Philosophy of Teaching
As an educator, I start with the belief that training in music is part of the process to educate a whole individual with varied interests and talents. In addition to developing their musical skills, students should recognize the place of music as part of culture, language, history, and science, and make connections between music and their other subjects of study. I rebel against the notion that the arts are separate from other fields, and I believe some of the greatest work happens when artists of different disciplines collaborate. At our best, we as creators and interpreters of art not only entertain but also enlighten.
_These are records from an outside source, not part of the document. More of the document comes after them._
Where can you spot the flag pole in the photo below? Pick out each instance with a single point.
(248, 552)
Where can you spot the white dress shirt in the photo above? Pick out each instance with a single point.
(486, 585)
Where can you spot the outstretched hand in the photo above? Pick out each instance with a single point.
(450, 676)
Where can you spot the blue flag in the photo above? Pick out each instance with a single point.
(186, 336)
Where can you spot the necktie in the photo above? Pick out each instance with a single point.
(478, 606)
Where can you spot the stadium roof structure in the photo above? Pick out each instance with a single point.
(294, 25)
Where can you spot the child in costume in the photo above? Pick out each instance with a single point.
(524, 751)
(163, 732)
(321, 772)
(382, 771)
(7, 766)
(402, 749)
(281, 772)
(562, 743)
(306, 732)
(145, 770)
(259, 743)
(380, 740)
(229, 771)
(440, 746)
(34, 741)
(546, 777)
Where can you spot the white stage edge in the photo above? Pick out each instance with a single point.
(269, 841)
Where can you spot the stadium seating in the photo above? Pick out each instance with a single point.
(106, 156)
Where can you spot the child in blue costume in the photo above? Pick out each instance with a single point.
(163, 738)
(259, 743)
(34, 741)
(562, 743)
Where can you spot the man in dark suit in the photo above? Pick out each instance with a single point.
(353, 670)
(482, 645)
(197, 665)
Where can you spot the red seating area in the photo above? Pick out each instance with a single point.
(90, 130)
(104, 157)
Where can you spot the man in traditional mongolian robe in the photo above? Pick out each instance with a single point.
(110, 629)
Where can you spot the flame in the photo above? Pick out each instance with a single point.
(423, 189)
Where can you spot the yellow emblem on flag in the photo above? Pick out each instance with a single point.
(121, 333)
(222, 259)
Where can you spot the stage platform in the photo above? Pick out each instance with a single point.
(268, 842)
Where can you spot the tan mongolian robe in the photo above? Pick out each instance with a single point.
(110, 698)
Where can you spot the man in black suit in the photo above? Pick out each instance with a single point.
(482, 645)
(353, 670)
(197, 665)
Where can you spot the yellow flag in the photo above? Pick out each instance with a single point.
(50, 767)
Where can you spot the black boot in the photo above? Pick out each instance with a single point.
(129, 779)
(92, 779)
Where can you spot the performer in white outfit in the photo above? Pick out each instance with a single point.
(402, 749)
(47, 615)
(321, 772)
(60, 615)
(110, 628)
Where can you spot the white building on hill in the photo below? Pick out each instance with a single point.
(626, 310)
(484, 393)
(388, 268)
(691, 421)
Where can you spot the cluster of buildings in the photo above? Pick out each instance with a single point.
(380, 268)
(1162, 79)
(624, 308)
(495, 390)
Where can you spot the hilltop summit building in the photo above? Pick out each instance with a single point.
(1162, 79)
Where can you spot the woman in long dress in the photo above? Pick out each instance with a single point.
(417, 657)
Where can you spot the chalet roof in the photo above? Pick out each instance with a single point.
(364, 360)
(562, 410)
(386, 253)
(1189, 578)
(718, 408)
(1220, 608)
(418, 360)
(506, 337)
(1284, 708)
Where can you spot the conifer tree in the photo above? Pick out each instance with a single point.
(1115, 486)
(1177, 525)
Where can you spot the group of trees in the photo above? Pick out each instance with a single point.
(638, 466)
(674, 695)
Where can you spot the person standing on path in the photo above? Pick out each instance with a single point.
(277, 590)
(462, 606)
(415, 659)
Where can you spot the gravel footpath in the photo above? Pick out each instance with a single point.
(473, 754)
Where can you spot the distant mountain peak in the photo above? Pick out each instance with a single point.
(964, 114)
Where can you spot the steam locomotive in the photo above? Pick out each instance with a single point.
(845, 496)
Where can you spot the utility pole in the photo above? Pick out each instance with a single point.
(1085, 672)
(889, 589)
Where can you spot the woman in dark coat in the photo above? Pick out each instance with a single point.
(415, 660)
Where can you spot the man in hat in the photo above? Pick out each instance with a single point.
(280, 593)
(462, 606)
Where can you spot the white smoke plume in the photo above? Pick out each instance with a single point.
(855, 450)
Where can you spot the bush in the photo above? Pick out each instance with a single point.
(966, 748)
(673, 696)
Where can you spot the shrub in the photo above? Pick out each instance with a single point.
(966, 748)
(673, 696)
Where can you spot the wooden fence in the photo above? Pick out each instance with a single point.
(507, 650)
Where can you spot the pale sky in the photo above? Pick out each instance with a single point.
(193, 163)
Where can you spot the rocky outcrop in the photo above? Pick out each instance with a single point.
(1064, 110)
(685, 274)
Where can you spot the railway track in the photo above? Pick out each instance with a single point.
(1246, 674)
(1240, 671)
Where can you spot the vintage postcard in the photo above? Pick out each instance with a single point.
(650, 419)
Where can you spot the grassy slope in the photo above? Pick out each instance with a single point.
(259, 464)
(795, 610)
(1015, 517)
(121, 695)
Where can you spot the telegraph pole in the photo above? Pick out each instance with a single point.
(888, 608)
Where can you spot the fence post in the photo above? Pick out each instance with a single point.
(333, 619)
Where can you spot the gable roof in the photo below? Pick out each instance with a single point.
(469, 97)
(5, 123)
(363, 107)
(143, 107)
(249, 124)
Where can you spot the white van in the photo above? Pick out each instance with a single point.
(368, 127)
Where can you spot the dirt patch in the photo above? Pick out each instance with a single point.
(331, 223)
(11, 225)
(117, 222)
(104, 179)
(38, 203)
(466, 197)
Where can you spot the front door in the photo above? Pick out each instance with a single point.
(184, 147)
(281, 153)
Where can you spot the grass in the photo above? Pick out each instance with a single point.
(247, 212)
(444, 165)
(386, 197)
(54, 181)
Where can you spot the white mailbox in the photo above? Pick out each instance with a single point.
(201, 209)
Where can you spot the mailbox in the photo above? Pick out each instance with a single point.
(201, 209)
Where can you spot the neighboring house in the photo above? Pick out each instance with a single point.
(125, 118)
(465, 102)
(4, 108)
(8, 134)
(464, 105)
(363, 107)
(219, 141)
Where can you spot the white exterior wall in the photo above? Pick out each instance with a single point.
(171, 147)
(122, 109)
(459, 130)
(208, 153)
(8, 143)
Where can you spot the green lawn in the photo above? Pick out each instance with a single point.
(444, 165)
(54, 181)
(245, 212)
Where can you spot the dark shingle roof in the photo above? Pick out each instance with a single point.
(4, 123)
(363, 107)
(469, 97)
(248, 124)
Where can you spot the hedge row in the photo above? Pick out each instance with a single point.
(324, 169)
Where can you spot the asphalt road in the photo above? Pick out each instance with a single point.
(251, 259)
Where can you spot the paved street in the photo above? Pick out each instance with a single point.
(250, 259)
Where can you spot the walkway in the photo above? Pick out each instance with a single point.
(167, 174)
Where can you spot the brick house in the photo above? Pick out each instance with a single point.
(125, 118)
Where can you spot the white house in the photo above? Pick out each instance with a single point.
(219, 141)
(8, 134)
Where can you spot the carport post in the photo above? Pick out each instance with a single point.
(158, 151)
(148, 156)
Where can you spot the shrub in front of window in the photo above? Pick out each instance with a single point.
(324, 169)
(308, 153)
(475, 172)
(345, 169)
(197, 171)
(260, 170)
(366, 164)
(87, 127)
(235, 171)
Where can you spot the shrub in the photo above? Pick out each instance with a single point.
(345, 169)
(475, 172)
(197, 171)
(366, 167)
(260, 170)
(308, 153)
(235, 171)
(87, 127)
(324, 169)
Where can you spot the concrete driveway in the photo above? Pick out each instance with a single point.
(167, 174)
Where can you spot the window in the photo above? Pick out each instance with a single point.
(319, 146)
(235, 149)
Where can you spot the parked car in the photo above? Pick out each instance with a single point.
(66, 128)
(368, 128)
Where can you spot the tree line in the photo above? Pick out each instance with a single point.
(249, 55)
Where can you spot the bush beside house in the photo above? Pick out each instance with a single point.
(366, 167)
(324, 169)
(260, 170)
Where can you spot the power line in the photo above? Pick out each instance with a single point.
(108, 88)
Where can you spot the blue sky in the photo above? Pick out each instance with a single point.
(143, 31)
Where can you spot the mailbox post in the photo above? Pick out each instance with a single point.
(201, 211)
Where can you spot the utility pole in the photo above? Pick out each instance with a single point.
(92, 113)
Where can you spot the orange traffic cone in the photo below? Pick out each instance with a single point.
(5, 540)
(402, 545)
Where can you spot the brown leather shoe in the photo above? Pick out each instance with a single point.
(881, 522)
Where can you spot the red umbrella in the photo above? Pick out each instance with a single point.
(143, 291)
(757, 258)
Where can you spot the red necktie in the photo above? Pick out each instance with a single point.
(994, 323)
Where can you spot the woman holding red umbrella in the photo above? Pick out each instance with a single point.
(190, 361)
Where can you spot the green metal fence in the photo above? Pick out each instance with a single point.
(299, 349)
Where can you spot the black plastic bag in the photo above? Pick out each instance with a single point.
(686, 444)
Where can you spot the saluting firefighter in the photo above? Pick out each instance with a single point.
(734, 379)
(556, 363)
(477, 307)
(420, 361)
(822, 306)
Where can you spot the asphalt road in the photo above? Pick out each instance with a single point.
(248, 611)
My first step as a voice teacher is getting to know the student’s voice, preferences, and goals. Students are collaborators with me on this journey–I expect them to be able to analyze what they are doing so they can recreate the methods that work best, to be willing to experiment and challenge their own notions of what their voice can do, and to practice effectively on their own to demonstrate clear improvement. A typical series of lessons involves eliminating physical tension, supporting the sound on a moving breath, finding a balanced resonance, addressing register breaks, and developing good vocal habits. In addition to classical repertoire, when appropriate I expose students to music from a variety of traditions, including jazz and musical theatre, and work with them on music that connects to their other areas of study.
Singing is, first and foremost, communication, and to that end I believe that singers need both formal and informal performing opportunities. Students do not need to wait until they have a role in an opera or musical to consider movement and character analysis, but should work on this in conjunction with their lessons, studio classes, and studio recitals. The use of improvisation exercises during lessons and in studio class can free students’ creativity and help them develop interpretations that are uniquely their own. Repertoire selected for scene work must fit the students’ developing voices and aid them in their educational journey.
Nothing is more gratifying to me than helping a student unlock the potential of their voice. I do not believe this is mysterious–I aim to be as clear and scientific as possible in my explanations, to put the basics of technique first, and to realize that each student has different needs. Because art has enormous power to elucidate even the most difficult issues of our times, I consider it my mission not simply to train technically proficient singers, but to help develop intelligent artists who can use their talents to effect positive change in the world.